On 23/02/2024 19:41, Reinette Chatre wrote:
> On 2/21/2024 1:21 AM, Haifeng Xu wrote:
>> In our production environment, after removing monitor groups, those unused
>> RMIDs get stuck in the limbo list forever because their llc_occupancy are
>> always larger than the threshold. But the unused RMIDs can be successfully
>> freed by turning up the threshold.
>>
>> In order to know how much the threshold should be, the following steps can
>> be taken to acquire the llc_occupancy of RMIDs in each rdt domain:
>>
>> 1) perf probe -a '__rmid_read eventid rmid'
>> perf probe -a '__rmid_read%return $retval'
>> 2) perf record -e probe:__rmid_read -e probe:__rmid_read__return -aR sleep 10
>> 3) perf script > __rmid_read.txt
>> 4) cat __rmid_read.txt | grep "eventid=0x1 " -A 1 | grep "kworker" > llc_occupnacy.txt

Ah, this ftrace trickery. It wouldn't be portable - I agree a tracepoint is much better!

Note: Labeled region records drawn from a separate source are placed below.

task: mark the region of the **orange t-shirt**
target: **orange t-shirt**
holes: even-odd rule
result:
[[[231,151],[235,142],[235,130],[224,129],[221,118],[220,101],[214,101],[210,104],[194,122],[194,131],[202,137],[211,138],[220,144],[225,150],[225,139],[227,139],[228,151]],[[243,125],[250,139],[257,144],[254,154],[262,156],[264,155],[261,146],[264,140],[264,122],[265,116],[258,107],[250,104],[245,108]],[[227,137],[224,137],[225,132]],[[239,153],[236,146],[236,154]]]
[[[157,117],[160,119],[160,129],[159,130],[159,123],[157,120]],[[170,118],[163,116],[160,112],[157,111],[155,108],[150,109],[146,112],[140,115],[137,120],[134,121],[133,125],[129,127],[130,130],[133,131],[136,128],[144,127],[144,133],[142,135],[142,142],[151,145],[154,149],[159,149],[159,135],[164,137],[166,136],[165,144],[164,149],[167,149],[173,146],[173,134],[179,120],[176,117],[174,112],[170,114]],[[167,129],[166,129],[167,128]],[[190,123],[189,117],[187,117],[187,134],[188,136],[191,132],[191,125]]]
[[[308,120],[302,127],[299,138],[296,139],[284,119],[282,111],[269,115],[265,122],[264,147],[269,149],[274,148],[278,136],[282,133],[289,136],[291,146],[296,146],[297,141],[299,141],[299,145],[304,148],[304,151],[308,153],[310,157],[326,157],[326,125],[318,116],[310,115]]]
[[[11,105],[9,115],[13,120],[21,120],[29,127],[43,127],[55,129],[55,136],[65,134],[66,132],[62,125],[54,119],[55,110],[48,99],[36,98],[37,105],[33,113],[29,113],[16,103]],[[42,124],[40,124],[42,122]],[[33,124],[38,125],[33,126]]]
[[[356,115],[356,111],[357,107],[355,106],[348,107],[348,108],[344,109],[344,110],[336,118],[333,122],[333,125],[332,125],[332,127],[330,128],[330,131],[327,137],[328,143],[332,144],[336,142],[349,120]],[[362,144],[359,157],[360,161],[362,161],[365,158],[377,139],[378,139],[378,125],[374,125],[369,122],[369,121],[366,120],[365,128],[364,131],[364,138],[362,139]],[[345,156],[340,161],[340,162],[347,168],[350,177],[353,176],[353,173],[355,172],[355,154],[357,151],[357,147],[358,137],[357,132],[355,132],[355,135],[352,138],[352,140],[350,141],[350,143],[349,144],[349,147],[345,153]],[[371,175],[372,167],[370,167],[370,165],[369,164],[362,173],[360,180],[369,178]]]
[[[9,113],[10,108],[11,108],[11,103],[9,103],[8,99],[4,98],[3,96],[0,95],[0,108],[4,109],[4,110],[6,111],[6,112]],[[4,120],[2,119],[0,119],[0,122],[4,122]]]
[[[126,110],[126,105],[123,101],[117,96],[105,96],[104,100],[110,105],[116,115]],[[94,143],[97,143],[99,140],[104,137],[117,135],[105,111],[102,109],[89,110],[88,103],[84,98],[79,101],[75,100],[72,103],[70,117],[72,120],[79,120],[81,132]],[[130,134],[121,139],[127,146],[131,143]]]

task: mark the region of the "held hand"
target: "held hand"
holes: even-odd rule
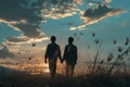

> The details on how perf can be used was useful during the discussion of this
> work but can be omitted from this changelog.
>
>> Instead of using perf tool to track llc_occupancy and filter the log manually,
>> it is more convenient for users to use tracepoint to do this work. So add a new
>> tracepoint that shows the llc_occupancy of busy RMIDs when scanning the limbo
>> list.

>> diff --git a/arch/x86/kernel/cpu/resctrl/monitor.c b/arch/x86/kernel/cpu/resctrl/monitor.c
>> index f136ac046851..1533b1932b49 100644
>> --- a/arch/x86/kernel/cpu/resctrl/monitor.c
>> +++ b/arch/x86/kernel/cpu/resctrl/monitor.c
>> @@ -23,6 +23,7 @@
>> #include <asm/resctrl.h>
>>
>> #include "internal.h"
>> +#include "trace.h"
>>
>> struct rmid_entry {
>> u32 rmid;
>> @@ -302,6 +303,7 @@ void __check_limbo(struct rdt_domain *d, bool force_free)
>> }
>> }
>> crmid = nrmid + 1;
>> + trace_mon_llc_occupancy_limbo(nrmid, d->id, val);

> This area recently received some changes (you can find the latest on the
> x86/cache branch of the tip repo). Please see [1] for a good
> description of the new "index". For this tracing to be useful to MPAM
> I thus expect that the tracepoint will need to print the MPAM equivalent
> to CLOSID, the PARTID. We can refer to this CLOSID/PARTID value as
> "ctrl_hw_id".
>
> This snippet can then change to use the new resctrl_arch_rmid_idx_decode()
> to learn the "ctrl_hw_id" and "mon_hw_id" and print it as part of
> tracepoint:
> "ctrl_hw_id=%u mon_hw_id=%u domain=%d llc_occupancy=%llu"
>
> This will be filesystem code so it cannot know how an architecture
> treats these numbers. Consequently, this may look strange to x86 users
> when ctrl_hw_id will always be X86_RESCTRL_EMPTY_CLOSID ... but it should
> be clear that it is invalid?


> James, what do you think? Any thoughts on how MPAM will use the limbo handler
> to understand what information can be useful to the user here?

Initially it will be exactly the same, and this certainly works. I agree outputting both
the CLOSID and RMID (with more portable names) is the right thing to do.

I'll reply in more detail on what appears to be v3.
lore.kernel.org/r/20240229071125.100991-1-haifeng.xu@xxxxxxxxxx


Thanks,

James